La fine dell’iperconsumismo non è una brutta notizia

A cura di Andrea Argenti, Country Head Italia di Lombard Odier IM

I Millennial non erano ancora nati quando, nel 1976, Walter Stahel e Genevieve Reday, in una ricerca della Commissione Europea dal titolo “The Potential for Substituting Manpower for Energy”, delinearono la loro visione dell’economia circolare e il suo impatto sulla creazione di posti di lavoro, competitività economica, risparmio di risorse e riduzione dei rifiuti.

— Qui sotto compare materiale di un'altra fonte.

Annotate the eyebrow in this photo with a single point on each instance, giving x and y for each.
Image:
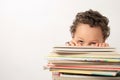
(80, 38)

Oggi, invece, la generazione dei Millennial rappresenta la più importante forza lavoro negli Stati Uniti e questo trend si manifesterà presto anche in Europa. I Millennial hanno modificato le abitudini dei consumatori grazie all’incremento del proprio potere d’acquisto e sono inoltre perfettamente consapevoli dello stato preoccupante in cui versa il nostro pianeta. L’inquinamento colpisce l’ambiente e contamina la terra, l’aria e l’acqua. La plastica è ormai onnipresente tanto da essere riuscita a penetrare in tutta la catena alimentare, si trova in ogni angolo del pianeta e anche nelle acque più profonde dei nostri oceani. L’uomo ha iniziato persino a inquinare lo spazio, lasciando in orbita una grande quantità di rifiuti che non si possono smaltire.

Anche la biodiversità ne sta risentendo. Negli ultimi 20 anni praticamente quasi tutte le specie di fauna selvatica hanno assistito a una massiccia diminuzione dei componenti e oggi il 96% di tutte le specie animali del nostro pianeta è rappresentato dal bestiame allevato per rispondere al fabbisogno della popolazione. Va aggiunto inoltre che il consumo alimentare a le questioni legate al cambiamento climatico non fanno altro che aggravare tutti questi problemi.

Gli esseri umani, i principali responsabili di questa situazione, stanno finalmente cominciando a comprendere di esserne anche le vittime. Non si tratta solo di salvare gli orsi polari o gli oranghi dall’estinzione perché, ormai, il danno all’ambiente è talmente elevato che anche la nostra salute, la sicurezza alimentare, lo sviluppo economico e, di conseguenza, la stabilità stessa dei nostri sistemi politici sono a rischio.

Quindi, come possiamo invertire questa tendenza in un momento in cui la popolazione e l’economia mondiale continuano a crescere? Un semplice calcolo mostra che una crescita globale del 3% annuo, che è più o meno la performance alla quale abbiamo assistito dal 2000, implica che nei prossimi 25 anni la produzione globale dovrà necessariamente raddoppiare. E come possiamo tenere il passo con la produzione se stiamo già consumando molte più risorse di quante il pianeta sia in grado generarne in un solo anno?

Una crescita negativa potrebbe essere una soluzione ragionevole. Ma l’idea dell’economia circolare, amata dai Millennial ma che in realtà è un concetto vecchio di 43 anni, è più interessante e supporta l’innovazione piuttosto che la recessione. Allo stesso tempo, assicura che le risorse naturali utilizzate per la realizzazione di ogni prodotto siano completamente recuperate e reinserite nell’economia, senza dover essere estratte nuovamente.

Alcune aziende sono state le prime a dimostrare come sia necessario ridisegnare l’intero sistema e cercare nuovi tipi di produzione, a partire dalla progettazione del prodotto a partire dalla progettazione del prodotto (in modo che possano essere smontati e i diversi materiali semplicemente estratti una volta giunti a fine vita). L’economia circolare richiede anche una revisione di modelli di proprietà. L’azienda deve essere responsabile del proprio prodotto durante tutto il ciclo di utilizzo, dovendosi quindi occupare anche della raccolta e del riciclaggio degli stessi. Il modo migliore per farlo è assicurarsi che l’azienda detenga la totale proprietà di ciò che vende. Questo sistema, che dal un lato può sembrare sorprendente, presenta in realtà enormi vantaggi per il consumatore e per il pianeta. Aiuta ad esempio a stabilire un processo di riciclaggio efficiente, dato che l’azienda ha un interesse economico a recuperare i prodotti venduti; garantisce un elevato grado di qualità e assicura che non ci sia un’obsolescenza pianificata (in caso di guasto del prodotto, il cliente non deve provvedere all’acquisto di un nuovo modello ma è l’azienda stessa che deve farsi carico di della sostituzione).

Alla fine, questo nuovo tipo di economia rappresenta una grande opportunità economica per la maggior parte delle aziende del settore industriale in un momento in cui la sicurezza dell’approvvigionamento e il costo delle materie prime pesano sui risultati e sulle prospettive. E potrebbe rappresentare un’opportunità unica per gli investitori, per i consumatori e per l’intero pianeta.